El ayuno es una práctica común en el tiempo de Cuaresma que hoy comienza. Muchas personas suelen acompañarlo o sustituirlo por un pequeño «sacrificio». A continuación algunos tips que pueden ser de utilidad al considerar éste sacrificio cuaresmal:

  1. No confundir el medio con el fin: El sacrificio es un medio para vivir la Cuaresma, no un fin por sí mismo. Hacer del sacrificio lo principal, consciente o inconscientemente, es caer en esa actitud farisaica tan criticada por Jesús.
  2. Tener el objetivo claro: El objetivo del sacrificio (como del ayuno) es regresar la mirada a lo más importante: a Dios. Se trata de una «estrategia» para volver a Dios. El sacrificio es un símbolo del camino de regreso a la casa del Padre.
  3. Un motor para la caridad: El fin de toda práctica «ascética» es la caridad. La limosna, el ayuno, la abstinencia y demás prácticas «personales» deben funcionar como un motor para la caridad. Si no pasa esto, está ocurriendo algún problema con el sacrificio.
  4. Lo que se debe fortalecer: Los sacrificios requieren «fuerza de voluntad», pero de nada sirve fortalecer la voluntad sin fortalecer la misericordia. Sin esta última, el sacrificio no tendría el toque cristiano.
  5. No ser intimistas: Los sacrificios suelen ser algo muy personal, pero no por esto han de ser intimistas. Las prácticas cuaresmales deben conducir, sin lugar a dudas, al encuentro sincero con los demás, especialmente con los más necesitados.
  6. La proyección: Considera si podrías proyectar tu nueva actitud de esta Cuaresma a toda tu vida, ¿por qué no? Si es algo que no continuarías, tal vez convenga preguntarte la razón.

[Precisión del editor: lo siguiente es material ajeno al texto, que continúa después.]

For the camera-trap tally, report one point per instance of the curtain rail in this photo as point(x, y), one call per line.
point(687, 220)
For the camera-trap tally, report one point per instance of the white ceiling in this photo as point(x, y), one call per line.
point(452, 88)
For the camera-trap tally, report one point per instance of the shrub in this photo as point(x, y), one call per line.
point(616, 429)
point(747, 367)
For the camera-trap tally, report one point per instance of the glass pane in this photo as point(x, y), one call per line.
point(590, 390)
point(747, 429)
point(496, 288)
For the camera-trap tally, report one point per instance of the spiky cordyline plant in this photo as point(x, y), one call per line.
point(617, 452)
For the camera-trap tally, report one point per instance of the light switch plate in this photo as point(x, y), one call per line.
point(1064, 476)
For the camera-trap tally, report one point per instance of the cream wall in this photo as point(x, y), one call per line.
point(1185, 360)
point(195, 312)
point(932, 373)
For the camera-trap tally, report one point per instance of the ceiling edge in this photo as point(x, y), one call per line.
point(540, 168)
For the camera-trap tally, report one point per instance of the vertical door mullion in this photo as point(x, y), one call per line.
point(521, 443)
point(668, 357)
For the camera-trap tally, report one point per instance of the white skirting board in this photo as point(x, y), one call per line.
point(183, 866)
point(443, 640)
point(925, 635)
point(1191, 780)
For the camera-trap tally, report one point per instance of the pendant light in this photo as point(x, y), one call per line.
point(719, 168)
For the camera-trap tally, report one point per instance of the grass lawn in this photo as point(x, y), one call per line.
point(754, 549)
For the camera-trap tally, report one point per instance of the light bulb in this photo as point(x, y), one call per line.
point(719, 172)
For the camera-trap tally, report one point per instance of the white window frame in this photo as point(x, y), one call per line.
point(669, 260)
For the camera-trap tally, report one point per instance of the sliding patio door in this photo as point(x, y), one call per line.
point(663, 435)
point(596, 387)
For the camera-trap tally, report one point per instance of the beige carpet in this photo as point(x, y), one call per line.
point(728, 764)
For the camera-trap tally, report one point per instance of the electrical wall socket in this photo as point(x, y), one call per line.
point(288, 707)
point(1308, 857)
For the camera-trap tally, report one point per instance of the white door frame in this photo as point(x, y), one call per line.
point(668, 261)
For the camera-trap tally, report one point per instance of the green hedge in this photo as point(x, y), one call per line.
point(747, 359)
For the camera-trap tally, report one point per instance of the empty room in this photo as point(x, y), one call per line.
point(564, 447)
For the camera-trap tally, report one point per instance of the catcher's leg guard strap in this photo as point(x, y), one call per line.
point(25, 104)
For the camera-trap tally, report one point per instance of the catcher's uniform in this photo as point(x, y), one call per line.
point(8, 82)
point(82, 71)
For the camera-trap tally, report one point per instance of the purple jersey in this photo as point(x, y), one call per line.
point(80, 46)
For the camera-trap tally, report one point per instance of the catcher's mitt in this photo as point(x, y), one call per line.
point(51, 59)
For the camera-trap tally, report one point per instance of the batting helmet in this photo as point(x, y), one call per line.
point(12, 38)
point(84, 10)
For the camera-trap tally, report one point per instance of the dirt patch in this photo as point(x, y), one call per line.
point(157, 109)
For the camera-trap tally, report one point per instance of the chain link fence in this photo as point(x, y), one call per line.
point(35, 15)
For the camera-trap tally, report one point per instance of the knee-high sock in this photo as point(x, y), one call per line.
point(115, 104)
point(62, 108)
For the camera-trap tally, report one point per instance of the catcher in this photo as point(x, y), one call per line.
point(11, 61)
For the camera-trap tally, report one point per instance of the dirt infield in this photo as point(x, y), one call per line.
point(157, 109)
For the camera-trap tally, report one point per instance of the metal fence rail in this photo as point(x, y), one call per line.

  7. Tiempo de renovación: La Cuaresma, como ha dicho el Papa, es un tiempo de renovación para la Iglesia. ¿Tu sacrificio te ayuda a ser una persona renovada? ¿Es útil tu sacrificio para la renovación de tu comunidad?
  8. No a la soberbia: Lograr cumplir con el sacrificio propuesto naturalmente será causa de alegría, pero se debe ser consciente de la tentación a la soberbia. El origen de toda fuerza está en Dios.
  9. Ser testimonio: El éxito de la Iglesia de los siglos I y II estuvo en la forma de vida de los cristianos. A la gente se le «antojaba» vivir como ellos. La práctica de tu sacrificio cuaresmal puede servir para llevar un modo de vida «antojable», alegre, cristiano.
  10. ¡Tener siempre presente la Pascua! El color morado propio de la Cuaresma (y del Adviento) simboliza espera e introspección, no tristeza. La Cuaresma es un camino reflexivo pero alegre hacia la fiesta de la Resurrección.

¡Que esta Cuaresma nos conduzca, como pide el Papa, a fortalecer nuestro corazón!